Back
Disclaimer: These are my personal notes on this paper. I am in no way related to this paper. All credits go towards the authors.
Poison Frogs! Targeted Clean-Label Poisoning Attacks on Neural Networks
Nov. 10, 2018 -
Paper Link -
Tags: Adversarial, Data-Poisoning, Perturbation
Summary
Performed a data-poisoning attack, where the goal was to misclassify a certain target image to be classified as a base image (a goal label), without degrading the overall accuracy of the system.
An image from the base class would be perturbed so it carried features from the target image, thus moving the decision boundary for the target image towards the base class.
Two different training strategies were used.
When transfer learning was used (froze all but the last layer), they achieved 100% attack success rate with a single photo.
When end-to-end learning was used (which is more realistic), they achieved up to a 70% success rate, however, 50 poisoned images were required plus a 30% opacity watermark was required plus they had to pick the lowest confident images in the base class to perturbed.
All attacks consisted of a single target image to be labeled as the base class.
Notes
- Attack Types:
- Evasion Attacks: Happen at test time. A clean target instance is modified to avoid detection or be misclassified.
- Data Poisoning Attacks: Happen at training time. Aim to manipulate the performance of a system by inserting carefully constructed poison instances into the training data.
- Assumes no knowledge of the training data, but knowledge of the model and its parameters
- Goal: misclassify a certain target image with a base (goal) label while not degrading the overall accuracy of the classifier. Does this via perturbing an image from the base class to contain features from the target image.
- Equation 1 shows the minimization algorithm to generate the poisoned image.
- $$ \boldsymbol{p} = \underset{x}{argmin} \left\Vert f(\boldsymbol{x}) - f(\boldsymbol{t}) \right\Vert^{2}_{2} + \beta \left\Vert \boldsymbol{x} - \boldsymbol{b} \right\Vert^{2}_{2}$$
- \(f(\boldsymbol{x}) \) is the function that propagates x through the network at returns the feature vector prior to the soft-max layer. The \( \beta \) term makes p appear as the base class to human observers. The first term causes the poisoned instance to be moved towards the target instance in feature space.

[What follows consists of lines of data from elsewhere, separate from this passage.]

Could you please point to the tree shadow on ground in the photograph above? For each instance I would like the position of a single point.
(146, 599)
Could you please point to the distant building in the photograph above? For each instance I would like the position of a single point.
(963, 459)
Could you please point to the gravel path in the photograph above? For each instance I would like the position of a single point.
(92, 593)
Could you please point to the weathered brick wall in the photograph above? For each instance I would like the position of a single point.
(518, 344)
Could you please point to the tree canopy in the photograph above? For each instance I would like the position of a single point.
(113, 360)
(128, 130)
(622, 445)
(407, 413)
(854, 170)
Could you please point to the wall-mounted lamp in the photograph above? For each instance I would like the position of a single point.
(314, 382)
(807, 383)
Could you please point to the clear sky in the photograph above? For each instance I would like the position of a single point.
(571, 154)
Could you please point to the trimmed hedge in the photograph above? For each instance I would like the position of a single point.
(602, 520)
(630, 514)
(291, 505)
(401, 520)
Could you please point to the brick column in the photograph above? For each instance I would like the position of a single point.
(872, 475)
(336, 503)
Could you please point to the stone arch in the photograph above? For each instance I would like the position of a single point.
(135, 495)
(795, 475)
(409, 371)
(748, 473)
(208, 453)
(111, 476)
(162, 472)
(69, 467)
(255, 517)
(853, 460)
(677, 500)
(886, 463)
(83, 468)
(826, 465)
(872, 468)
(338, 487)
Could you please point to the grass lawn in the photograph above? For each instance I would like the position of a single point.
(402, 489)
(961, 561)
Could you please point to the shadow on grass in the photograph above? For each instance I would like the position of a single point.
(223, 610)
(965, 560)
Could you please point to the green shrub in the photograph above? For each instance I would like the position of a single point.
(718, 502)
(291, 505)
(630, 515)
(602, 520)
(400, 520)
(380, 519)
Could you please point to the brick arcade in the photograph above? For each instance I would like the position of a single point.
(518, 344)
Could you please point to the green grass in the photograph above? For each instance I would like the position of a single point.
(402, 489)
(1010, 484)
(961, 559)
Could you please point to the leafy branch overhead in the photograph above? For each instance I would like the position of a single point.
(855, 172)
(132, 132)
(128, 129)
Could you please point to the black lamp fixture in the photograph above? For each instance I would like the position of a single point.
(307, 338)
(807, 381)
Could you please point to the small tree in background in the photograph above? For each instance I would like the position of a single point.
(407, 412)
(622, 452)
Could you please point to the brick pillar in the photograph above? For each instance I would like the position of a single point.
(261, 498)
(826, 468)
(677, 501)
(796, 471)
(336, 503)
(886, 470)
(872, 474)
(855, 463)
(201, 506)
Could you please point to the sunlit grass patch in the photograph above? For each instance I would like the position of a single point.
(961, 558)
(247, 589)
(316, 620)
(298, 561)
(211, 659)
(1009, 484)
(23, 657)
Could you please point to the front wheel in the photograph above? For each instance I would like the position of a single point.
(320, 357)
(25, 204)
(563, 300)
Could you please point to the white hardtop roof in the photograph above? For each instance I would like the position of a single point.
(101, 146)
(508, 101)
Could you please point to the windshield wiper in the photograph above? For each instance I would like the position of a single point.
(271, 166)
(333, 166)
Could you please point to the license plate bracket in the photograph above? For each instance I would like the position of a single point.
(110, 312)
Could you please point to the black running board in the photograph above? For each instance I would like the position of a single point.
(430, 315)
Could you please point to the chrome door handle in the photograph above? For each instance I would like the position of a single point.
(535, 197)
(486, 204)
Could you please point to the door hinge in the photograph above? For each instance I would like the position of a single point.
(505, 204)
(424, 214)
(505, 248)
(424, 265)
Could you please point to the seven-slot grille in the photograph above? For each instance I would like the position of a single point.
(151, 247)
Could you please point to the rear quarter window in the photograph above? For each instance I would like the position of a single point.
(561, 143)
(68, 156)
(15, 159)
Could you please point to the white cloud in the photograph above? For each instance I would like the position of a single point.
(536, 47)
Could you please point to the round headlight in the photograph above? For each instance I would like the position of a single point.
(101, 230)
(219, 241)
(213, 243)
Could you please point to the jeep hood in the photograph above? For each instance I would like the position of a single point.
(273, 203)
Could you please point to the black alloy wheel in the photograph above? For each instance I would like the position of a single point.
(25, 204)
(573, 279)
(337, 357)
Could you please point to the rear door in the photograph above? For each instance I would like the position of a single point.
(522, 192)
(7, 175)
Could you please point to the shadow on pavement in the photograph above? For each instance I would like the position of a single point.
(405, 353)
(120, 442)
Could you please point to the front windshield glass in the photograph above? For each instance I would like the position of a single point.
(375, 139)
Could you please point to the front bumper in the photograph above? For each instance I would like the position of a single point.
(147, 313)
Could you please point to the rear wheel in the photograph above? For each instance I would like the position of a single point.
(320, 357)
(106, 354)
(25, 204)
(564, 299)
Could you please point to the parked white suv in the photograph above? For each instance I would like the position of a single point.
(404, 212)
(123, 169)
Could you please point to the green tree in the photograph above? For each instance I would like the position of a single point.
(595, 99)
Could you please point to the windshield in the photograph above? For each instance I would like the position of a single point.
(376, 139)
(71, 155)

- This can be thought of as creating a backdoor to the base class for a specified target.
- Transfer Learning
- Attack where, during training, all but the last layer is frozen.
- Uses the InceptionV3 network and dog-vs-fish dataset
- Figure 1.a demonstrates the poisoned samples.
- A single poisoned image was required to misclassify the target with high confidence 100% of the time (>.95 confidence in the binary case)
- End-To-End Learning
- Realistic. The entire network is trained.
- Observation: retraining caused the lower-level feature extraction kernels in the shallow layers to return the poisoned instance to the base class.
- Added watermarks to increase misclassification accuracy. Watermark had 20-30% opacity. Still only had 70% attack accuracy.
- Angular Deviation (statistic):
- "The degree to which retraining on the poison instance caused the decision boundary to rotate to encompass the poison"
- Looks at the weight vectors of a clean and poisoned network and measures the angular difference.
- There is a large difference between the clean and poisoned networks when transfer learning was applied. A very small difference with end-to-end. This is shown in figure 2.
- Figure 3 visualizes the feature space change during the attack.
Analysis
- The high accuracy attack is unrealistic while the realistic attack performs much worse.
Citation: Shafahi, Ali, et al. "Poison frogs! targeted clean-label poisoning attacks on neural networks." Advances in Neural Information Processing Systems. 2018.